如果词的文件太大,考虑用迭代器来进行一部分一部分地输入。
如果词的文件存在数据库中,可以用迭代器来一行一行地进行输入。
如果词存在一个dataframe中,可以用迭代器来把dataframe每一行输入。
例子如下,只是为了示范使用方法,语料随便挑的,太少了,一般不会这样:
import gensim
import pandas as pd
text = [["双方", "要", "持续", "深化", "政治", "互信","和","利益","融合"],
["在","涉及","彼此","核心","利益","和","重大","关切","问题","上","相互","尊重"],
["在","共同","发展","的","道路","上","相互","支持"]]
class sentences:
def __iter__(self):
for i in range(len(text)):
yield text[i]
word2vec = gensim.models.word2vec.Word2Vec(sentences(), size=10, window=10, min_count=1, sg=1, hs=1, iter=10,workers=25)
print("pd.Series(word2vec.most_similar('政治')):\n",pd.Series(word2vec.most_similar('政治')))

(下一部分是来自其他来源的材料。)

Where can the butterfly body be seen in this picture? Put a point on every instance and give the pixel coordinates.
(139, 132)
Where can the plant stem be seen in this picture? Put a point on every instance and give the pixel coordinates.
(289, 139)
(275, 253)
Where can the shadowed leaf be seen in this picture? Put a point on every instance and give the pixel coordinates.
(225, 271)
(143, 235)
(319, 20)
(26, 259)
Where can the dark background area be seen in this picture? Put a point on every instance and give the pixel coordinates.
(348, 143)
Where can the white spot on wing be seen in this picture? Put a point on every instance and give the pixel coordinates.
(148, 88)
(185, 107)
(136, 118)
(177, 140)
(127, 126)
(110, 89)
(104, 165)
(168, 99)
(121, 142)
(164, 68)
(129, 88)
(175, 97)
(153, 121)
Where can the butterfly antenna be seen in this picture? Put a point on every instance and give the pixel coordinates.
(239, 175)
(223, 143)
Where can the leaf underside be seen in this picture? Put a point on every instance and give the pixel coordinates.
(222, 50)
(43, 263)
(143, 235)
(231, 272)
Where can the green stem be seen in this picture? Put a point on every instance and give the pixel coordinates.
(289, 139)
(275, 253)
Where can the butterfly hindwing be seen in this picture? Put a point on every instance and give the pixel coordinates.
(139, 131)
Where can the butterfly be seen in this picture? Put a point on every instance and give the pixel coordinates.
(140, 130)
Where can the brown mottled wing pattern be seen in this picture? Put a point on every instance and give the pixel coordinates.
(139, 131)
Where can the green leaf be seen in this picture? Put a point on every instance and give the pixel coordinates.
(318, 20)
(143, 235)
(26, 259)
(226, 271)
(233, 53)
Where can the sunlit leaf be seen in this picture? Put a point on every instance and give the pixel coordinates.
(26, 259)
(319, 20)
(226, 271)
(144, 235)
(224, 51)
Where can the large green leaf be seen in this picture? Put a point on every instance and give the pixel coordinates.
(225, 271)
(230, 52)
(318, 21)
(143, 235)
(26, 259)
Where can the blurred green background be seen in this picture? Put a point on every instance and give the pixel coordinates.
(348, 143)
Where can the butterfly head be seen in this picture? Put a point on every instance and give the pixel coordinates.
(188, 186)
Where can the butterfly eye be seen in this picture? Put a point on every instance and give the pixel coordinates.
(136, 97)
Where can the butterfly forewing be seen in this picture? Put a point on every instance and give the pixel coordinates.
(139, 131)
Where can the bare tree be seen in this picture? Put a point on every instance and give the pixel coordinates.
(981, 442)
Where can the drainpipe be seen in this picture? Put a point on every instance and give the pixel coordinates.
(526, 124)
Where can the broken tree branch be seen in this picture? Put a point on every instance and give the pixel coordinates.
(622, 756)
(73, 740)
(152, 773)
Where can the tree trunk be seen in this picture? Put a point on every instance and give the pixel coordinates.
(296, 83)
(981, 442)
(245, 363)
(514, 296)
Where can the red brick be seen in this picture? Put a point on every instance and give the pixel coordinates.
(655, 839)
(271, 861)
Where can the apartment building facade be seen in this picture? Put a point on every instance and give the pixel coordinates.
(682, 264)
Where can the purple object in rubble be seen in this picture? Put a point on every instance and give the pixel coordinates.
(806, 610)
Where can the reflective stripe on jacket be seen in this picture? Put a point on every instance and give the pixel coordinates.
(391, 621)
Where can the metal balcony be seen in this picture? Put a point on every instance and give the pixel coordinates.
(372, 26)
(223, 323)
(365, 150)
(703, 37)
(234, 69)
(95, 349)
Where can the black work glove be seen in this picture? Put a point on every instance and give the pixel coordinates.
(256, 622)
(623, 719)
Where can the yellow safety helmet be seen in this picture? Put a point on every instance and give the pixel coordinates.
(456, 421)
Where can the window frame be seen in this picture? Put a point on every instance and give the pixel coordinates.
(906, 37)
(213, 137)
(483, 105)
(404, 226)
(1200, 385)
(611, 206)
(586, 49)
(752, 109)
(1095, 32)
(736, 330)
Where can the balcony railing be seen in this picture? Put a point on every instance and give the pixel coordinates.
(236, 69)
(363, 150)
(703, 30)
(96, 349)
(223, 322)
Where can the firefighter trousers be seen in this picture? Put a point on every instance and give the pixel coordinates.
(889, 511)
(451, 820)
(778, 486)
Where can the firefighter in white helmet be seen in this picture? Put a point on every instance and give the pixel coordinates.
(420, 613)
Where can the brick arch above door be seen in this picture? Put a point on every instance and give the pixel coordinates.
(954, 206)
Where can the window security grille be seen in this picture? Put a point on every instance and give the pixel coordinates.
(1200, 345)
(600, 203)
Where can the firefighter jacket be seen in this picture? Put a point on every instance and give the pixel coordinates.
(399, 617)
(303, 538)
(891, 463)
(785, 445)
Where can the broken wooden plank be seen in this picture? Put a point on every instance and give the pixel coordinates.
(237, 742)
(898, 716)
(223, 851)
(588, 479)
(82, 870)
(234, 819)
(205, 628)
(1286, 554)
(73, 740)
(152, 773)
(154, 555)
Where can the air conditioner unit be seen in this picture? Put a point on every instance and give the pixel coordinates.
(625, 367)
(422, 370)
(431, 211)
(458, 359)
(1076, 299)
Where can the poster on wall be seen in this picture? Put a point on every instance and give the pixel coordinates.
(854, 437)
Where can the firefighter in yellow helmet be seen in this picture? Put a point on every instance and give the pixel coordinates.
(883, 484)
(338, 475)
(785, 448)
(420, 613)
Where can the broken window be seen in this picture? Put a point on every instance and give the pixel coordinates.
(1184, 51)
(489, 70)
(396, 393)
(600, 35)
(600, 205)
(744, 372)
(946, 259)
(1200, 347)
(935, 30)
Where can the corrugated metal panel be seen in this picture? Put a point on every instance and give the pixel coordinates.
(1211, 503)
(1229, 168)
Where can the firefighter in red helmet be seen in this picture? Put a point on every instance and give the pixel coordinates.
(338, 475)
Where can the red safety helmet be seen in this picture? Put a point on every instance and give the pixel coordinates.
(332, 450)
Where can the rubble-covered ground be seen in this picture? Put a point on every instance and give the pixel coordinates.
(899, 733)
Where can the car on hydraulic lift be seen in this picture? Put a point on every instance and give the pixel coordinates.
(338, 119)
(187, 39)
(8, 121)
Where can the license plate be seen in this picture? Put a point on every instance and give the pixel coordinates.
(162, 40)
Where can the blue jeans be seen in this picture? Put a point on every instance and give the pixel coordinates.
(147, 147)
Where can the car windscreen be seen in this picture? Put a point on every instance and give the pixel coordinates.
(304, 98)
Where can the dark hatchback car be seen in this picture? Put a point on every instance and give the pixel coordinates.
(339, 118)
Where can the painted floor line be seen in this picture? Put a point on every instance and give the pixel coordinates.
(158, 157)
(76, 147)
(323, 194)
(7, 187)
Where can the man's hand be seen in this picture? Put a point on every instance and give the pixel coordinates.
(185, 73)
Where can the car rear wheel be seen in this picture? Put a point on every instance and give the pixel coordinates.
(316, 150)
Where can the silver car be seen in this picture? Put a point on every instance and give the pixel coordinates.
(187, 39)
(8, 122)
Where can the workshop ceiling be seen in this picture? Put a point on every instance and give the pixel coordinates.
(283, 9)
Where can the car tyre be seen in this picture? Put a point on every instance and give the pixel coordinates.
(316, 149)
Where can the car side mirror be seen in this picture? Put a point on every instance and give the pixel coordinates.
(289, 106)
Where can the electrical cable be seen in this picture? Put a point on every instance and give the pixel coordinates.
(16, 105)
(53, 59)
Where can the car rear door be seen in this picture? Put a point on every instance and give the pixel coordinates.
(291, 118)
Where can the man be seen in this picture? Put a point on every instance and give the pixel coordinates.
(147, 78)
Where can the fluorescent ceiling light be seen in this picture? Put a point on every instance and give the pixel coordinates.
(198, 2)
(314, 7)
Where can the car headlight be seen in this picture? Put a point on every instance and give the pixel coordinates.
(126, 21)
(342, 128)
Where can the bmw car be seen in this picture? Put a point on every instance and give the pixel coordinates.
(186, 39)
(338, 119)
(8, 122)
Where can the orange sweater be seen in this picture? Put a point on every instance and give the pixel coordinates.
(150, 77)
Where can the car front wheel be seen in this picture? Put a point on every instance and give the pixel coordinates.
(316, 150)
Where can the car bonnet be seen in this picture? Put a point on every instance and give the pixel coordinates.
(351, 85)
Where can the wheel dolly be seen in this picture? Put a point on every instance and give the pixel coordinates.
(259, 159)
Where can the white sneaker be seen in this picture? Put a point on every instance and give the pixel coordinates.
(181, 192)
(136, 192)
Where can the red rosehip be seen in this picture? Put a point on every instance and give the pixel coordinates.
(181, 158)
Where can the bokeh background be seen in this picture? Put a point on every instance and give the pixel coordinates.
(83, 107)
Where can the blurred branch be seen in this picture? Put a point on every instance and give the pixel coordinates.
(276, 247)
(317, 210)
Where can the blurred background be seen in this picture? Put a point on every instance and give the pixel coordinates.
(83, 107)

print("word2vec.wv['政治']:\n",word2vec.wv['政治'])
pd.Series(word2vec.most_similar('政治')):
0 (彼此, 0.5328612923622131)
1 (的, 0.5152028799057007)
2 (支持, 0.4853699505329132)
3 (核心, 0.3838141858577728)
4 (互信, 0.3804806172847748)
5 (双方, 0.2851719260215759)
6 (相互, 0.2486085295677185)
7 (深化, 0.2200365960597992)
8 (持续, 0.1906088888645172)
9 (要, 0.13010087609291077)
dtype: object
word2vec.wv['政治']:
[-0.04362014 -0.04979561 -0.04996823 -0.02305548 0.01126006 -0.04688745
0.02839105 0.01941208 0.02390135 -0.04904057]
上面的例子也可以直接这样写,语料少就可以这样写:
import gensim
import pandas as pd
text = [["双方", "要", "持续", "深化", "政治", "互信","和","利益","融合"],
["在","涉及","彼此","核心","利益","和","重大","关切","问题","上","相互","尊重"],
["在","共同","发展","的","道路","上","相互","支持"]]
word2vec = gensim.models.word2vec.Word2Vec(text, size=10, window=10, min_count=1, sg=1, hs=1, iter=10,workers=25)
print("pd.Series(word2vec.most_similar('政治')):\n",pd.Series(word2vec.most_similar('政治'))) # 和“政治”词向量最相似的词
print("word2vec.wv['政治']:\n",word2vec.wv['政治']) # “政治”的词向量
一般不会自己定义list这些,可能会从一个txt文件中读一个语料,写法如下,其中的test.txt是已经分好词的语料,是最初的语料分词后每两个词用空格隔开的(可以参考最下面的参考网址的博客):
import gensim
sentences = gensim.models.word2vec.LineSentence('./test.txt') # test.txt是已经分好词的语料,每两个词用空格隔开的
word2vec = gensim.models.word2vec.Word2Vec(sentences, size=10, window=10, min_count=1, sg=1, hs=1, iter=10,workers=25)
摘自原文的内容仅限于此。